Entre las revelaciones de tono profético están:
Escribe esto (le dijo Jesucristo): Antes de venir como el Juez Justo, vengo como el Rey de Misericordia. Antes de que llegue el día de la justicia, les será dado a los hombre este signo en el cielo.
Se apagará toda luz en el cielo y habrá una gran oscuridad en toda la tierra. Entonces, en el cielo aparecerá el signo de la cruz y de los orificios donde fueron clavadas las manos y los pies del Salvador, saldrán grandes luces que durante algún tiempo iluminarán la tierra. Eso sucederá poco tiempo antes del último día ( Diario, 83)
Prepararás al mundo para Mí última venida. (Diario 429)
Habla al mundo de mi Misericordia….Es señal de los últimos tiempos después de ella vendrá el día de la justicia. Todavía queda tiempo que recurran, pues, a la Fuente de Mi Misericordia. (Diario 848)

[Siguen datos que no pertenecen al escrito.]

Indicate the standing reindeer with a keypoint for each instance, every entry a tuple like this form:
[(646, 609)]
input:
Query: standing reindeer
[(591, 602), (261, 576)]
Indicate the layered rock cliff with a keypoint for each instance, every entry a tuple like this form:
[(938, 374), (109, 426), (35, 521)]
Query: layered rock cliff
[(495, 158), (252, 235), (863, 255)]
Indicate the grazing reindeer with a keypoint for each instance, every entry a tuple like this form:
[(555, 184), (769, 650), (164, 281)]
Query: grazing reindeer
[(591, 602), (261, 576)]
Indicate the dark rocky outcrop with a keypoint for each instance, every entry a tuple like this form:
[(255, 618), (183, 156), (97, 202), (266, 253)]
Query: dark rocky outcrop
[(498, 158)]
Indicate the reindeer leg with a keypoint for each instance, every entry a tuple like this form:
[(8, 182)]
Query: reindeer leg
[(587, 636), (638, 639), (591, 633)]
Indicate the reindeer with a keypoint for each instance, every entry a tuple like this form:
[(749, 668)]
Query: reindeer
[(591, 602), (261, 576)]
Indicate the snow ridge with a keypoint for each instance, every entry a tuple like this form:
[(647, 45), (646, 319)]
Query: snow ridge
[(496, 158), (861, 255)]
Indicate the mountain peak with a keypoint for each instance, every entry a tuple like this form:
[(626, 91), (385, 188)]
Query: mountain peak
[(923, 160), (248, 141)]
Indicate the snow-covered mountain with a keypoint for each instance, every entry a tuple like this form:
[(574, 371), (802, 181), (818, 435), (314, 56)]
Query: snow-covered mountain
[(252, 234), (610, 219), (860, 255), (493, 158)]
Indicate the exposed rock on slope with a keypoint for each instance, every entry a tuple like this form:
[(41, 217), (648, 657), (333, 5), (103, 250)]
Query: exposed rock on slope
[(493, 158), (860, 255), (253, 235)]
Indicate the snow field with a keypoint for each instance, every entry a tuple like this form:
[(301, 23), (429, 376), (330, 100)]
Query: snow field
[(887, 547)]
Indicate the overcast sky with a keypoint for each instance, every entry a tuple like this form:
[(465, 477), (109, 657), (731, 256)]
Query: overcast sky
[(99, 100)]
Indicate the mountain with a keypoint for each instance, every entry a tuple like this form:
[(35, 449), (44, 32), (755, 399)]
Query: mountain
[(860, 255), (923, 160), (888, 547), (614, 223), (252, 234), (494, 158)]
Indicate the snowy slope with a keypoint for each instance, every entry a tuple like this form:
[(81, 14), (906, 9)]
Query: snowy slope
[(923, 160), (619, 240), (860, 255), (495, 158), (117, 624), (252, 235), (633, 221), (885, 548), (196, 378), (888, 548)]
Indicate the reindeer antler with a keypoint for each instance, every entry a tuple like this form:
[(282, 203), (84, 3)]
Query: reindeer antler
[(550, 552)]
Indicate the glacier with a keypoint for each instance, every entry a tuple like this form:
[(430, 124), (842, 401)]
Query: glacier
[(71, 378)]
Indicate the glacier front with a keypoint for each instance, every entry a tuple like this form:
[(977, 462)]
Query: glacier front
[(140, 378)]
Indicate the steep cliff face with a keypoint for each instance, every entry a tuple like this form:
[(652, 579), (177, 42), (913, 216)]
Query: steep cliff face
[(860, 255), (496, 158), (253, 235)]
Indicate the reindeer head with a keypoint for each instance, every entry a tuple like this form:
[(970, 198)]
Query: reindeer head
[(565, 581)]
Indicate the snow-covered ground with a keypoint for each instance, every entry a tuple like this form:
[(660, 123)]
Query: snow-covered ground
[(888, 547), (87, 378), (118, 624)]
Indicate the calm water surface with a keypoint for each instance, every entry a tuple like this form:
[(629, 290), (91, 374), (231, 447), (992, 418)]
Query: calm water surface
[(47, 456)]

Habla a las almas de esta gran misericordia Mía, porque está cercano el día terrible, el día de Mi justicia. (Diario 965)
Estoy prolongándoles el tiempo de la misericordia, pero ¡ay de ellos si no reconocen este tiempo de Mi visita! (Diario 1160)
Quien no quiera pasar por la puerta de Mi misericordia, tiene que pasar por la puerta de Mi justicia. (Diario, 1146)
¡Infelices los que no aprovechan este milagro de la Misericordia Divina! Lo invocarán en vano cuando sea demasiado tarde. (Diario, 1448)
Si el alma no practica la misericordia de alguna manera no conseguirá mi misericordia en el día del juicio. Oh, si las almas supieran acumular los tesoros eternos, no serían juzgadas, porque su misericordia anticiparía mi juicio. (Diario, 1317).
Hoy te envío con Mi misericordia a la gente de todo el mundo. Yo no quiero castigar a la humanidad doliente, sino que deseo sanarla, abrazarla con mi Corazón misericordioso. Yo utilizo el castigo cuando ellos mismos me obligan a hacerlo. Mi mano se resiste a echar mano de la espada de la justicia. Antes del día de la justicia envío el día de la misericordia. (Diario, 1588)
La Santísima Virgen que me dijo: Oh, cuán agradable es para Dios el alma que sigue fielmente la inspiración de su gracia. Yo di al mundo el Salvador y tu debes hablar al mundo de su gran misericordia y preparar al mundo para su segunda (91) venida. Él vendrá, no como un Salvador Misericordioso, sino como un Juez Justo. Oh, qué terrible es ese día. Establecido está ya es el día de la justicia, el día de la ira divina. Los ángeles tiemblan ante ese día. Habla a las almas de esa gran misericordia, mientras sea un el tiempo para conceder la misericordia. Si ahora tu callas, en aquel día tremendo responderás por un gran número de almas. No tengas miedo de nada, permanece fiel hasta el fin, yo te acompaño con mis sentimientos. (Diario, 635)
Estas profecías pueden relacionarse con signos observados por videntes, místicos, santos, papas y las Escrituras. Santa Faustina vio una gran cruz luminosa en el cielo, y en el siglo XIX Pío IX vio algo similar, lo mismo Ana Catalina Emmerick, la señal del discurso escatológico de los «últimos tiempos» de Mateo 24, los prodigios celestes anunciados por San Pedro en su discurso posterior a Pentecostés, para antes de que llegue el día grande del Señor, y el milagro de la señal en Garabandal y en Medjugorje, etc.
El Señor profetizó san Mateo, 24, 30, cuando dijo: «Entonces aparecerá en el cielo la señal del Hijo del hombre»? Con idénticos interrogantes cabe recordar la visión de Ana Catalina Emmerick referente a los tiempos finales de la tribulación de la Iglesia: «El arcángel San Miguel descendió de la iglesia y vi sobre ella una gran cruz luminosa, de la cual pendía el Salvador. De sus llagas descendían sobre el mundo franjas de luz que se difundían por todas partes».